And no, not another 9/11 post. Thanks for all the thoughtful comments on those, there’s a even a few I haven’t responded to. Granted, I don’t get around to responding to every comment, but I try to respond to many or most of them. I get a lot of international comments, not terribly surprising, I’m a rare breed in the USA, an intellectual. I’ve known that since the 80s when we met some German brothers in New Zealand. Later they hitchhiked across the USA and visited us in California. One of their questions was, where are all the intellectuals? I couldn’t say.
I digress, the topic of today’s blog, fracking. Fracking is a method of drilling oil out of low grade oil deposits like oil sands and oil shales, of which the USA has in abundance. During the last gas crunch a few years ago, some wags tossed fracking around as a solution to our oil problems. The Bakken Formation was a favourite example. Experts in the field pointed out that we were decades away from being able to commercially exploit these deposits in a large way. My own considered opinion was that the experts were right.

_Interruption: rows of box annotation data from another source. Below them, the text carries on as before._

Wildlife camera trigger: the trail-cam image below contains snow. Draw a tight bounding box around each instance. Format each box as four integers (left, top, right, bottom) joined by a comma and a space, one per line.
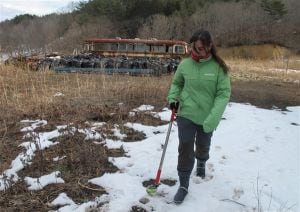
0, 103, 300, 212
24, 171, 65, 190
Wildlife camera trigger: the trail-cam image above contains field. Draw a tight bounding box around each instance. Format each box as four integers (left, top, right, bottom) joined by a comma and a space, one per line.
0, 56, 300, 211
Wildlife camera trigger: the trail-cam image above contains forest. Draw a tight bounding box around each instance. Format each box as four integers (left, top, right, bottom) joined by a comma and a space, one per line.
0, 0, 300, 53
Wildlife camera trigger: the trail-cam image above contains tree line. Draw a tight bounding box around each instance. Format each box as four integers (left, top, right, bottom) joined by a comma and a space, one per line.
0, 0, 300, 53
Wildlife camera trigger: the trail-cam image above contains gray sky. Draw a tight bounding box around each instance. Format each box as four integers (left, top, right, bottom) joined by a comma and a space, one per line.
0, 0, 87, 21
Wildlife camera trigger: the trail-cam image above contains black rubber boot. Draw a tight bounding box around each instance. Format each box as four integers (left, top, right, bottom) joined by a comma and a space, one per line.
174, 171, 191, 204
196, 159, 206, 179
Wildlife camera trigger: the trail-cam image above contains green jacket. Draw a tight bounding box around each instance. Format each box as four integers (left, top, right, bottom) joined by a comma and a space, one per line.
168, 57, 231, 133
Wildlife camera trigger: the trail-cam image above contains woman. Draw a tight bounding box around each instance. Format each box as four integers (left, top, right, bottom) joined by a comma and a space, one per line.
168, 30, 231, 204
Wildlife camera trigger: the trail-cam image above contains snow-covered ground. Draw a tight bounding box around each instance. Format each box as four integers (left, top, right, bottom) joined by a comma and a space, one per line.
0, 103, 300, 212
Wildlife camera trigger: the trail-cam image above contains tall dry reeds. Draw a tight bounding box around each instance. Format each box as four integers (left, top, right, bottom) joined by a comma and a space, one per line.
0, 66, 171, 126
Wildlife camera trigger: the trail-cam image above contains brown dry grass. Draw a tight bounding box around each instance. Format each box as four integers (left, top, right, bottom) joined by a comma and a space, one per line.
0, 56, 300, 211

Well, apparently I was wrong. So were the experts. The technology is here, now. Fracking wells have become commercially viable, and are sprouting up all over the place. It’s entirely possible that in a decade or less the US could produce its own oil, or even become an oil exporting nation again. This is a pretty big change from the peak oil scare a few years back, apparently peak oil has been put off a few more decades. This is all good, right?
No, not necessarily at least. There’s three points that make this an interesting topic, the first of which is, who knows? This is a wonderful example of how things can change very quickly on the world stage. For decades the exploitation of oil shale and oil sand deposits have largely been a pipe dream. They aren’t any more. This is a huge change. And when the equation changes, all sorts of things can fall out. So this is an important development that might change everything, so people should be aware of it.

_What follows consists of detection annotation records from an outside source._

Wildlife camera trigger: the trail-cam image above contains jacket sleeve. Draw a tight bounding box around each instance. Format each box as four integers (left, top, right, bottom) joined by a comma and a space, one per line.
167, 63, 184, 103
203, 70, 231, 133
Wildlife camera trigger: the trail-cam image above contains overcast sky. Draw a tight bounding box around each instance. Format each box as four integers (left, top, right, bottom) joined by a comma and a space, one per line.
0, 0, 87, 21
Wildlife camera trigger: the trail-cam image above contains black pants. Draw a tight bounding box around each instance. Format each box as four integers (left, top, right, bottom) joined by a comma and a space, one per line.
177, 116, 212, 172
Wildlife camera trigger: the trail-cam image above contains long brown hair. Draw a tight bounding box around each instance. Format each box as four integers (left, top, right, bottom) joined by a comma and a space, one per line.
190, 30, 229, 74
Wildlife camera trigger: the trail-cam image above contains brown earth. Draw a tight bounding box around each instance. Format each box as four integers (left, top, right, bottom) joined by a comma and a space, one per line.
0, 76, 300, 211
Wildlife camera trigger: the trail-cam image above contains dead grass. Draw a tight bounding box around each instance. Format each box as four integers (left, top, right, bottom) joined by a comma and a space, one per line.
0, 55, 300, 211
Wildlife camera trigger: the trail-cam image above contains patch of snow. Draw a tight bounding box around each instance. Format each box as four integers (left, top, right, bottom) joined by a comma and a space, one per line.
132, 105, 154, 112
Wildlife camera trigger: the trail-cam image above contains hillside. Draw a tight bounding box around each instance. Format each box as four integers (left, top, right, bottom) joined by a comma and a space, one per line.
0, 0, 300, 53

Secondly, even if fracking really does produce copious amounts of oil and natural gas, the environmental consequences appear to be non-trivial. Fracking is short for hydraulic fracturing, which basically is pumping heated fluids into the ground to fracture rack and allow oil and gas to flow out. Um, what heated fluids? And um, isn’t there groundwater down there? Who knows, and yes. This is why fracking has been outlawed in a few minor jurisdictions. Like Queensland, Quebec, France, and several US states. At best it’s safe to say there are future unknown costs, possibly significant, due to environmental concerns.

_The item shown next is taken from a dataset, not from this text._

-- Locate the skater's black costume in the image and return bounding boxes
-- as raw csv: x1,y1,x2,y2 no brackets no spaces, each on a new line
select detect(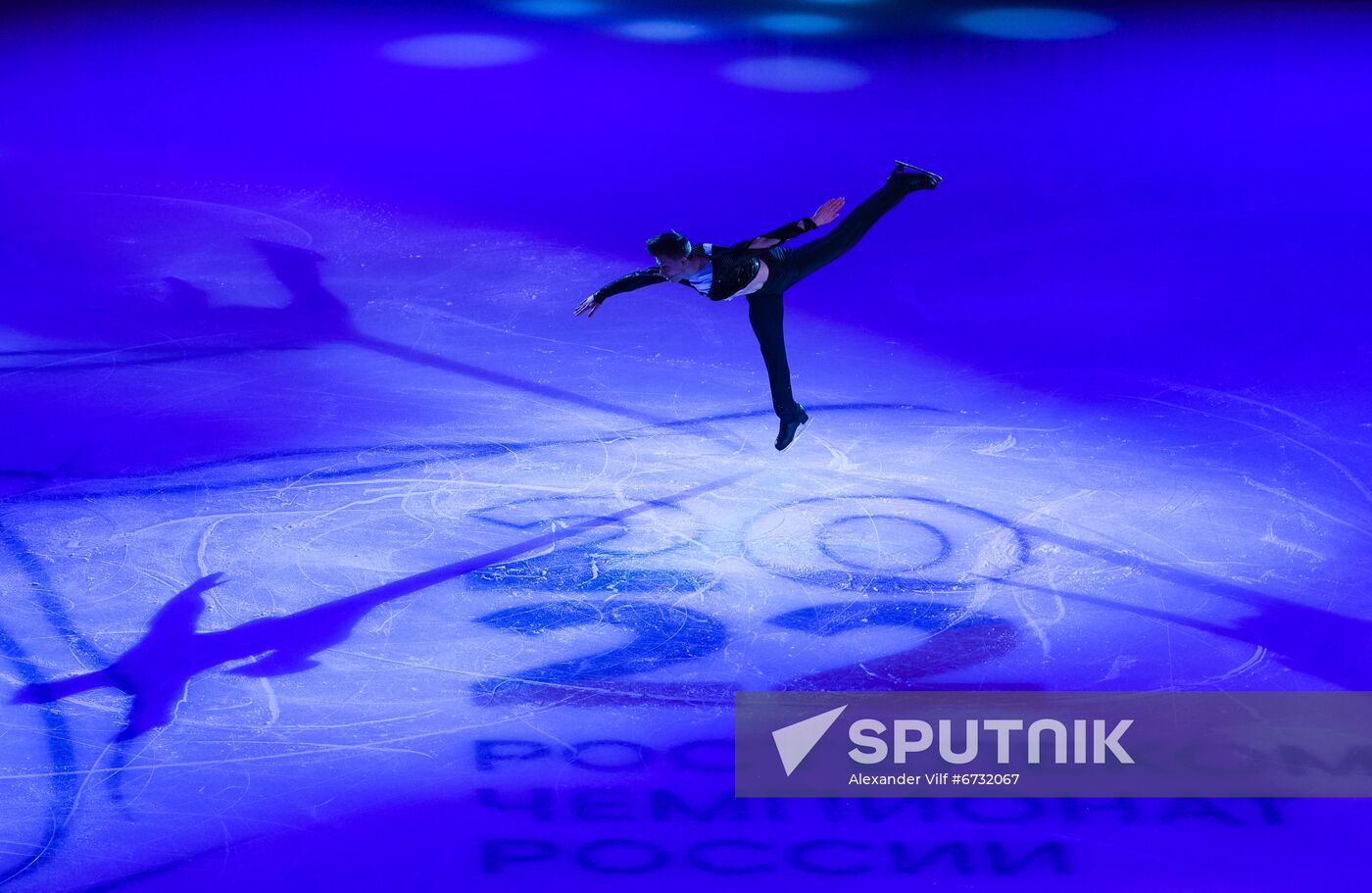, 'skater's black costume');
591,166,937,444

Lastly, are there geopolitical implications? Yes, yes there are. One would think it would be a good thing, but anything is possible. My fear is that this will fuel American militarism abroad for a few more decades. And at our current rate of enemy creation, that means we will be at war with the entire world in a few decades. Yeah, that will work out well.
(The above image is of the burning Piper Alpha oil platform. It’s claimed as Fair Use under US copyright law. It’s not being used for profit. It was a disaster that was a classic disaster, a whole string of events led up to it, and it’s a study in disaster prevention to this day. A bunch of guys died. I chose it to illustrate that the exploitation of oil and gas involves costs, sometimes very human ones.)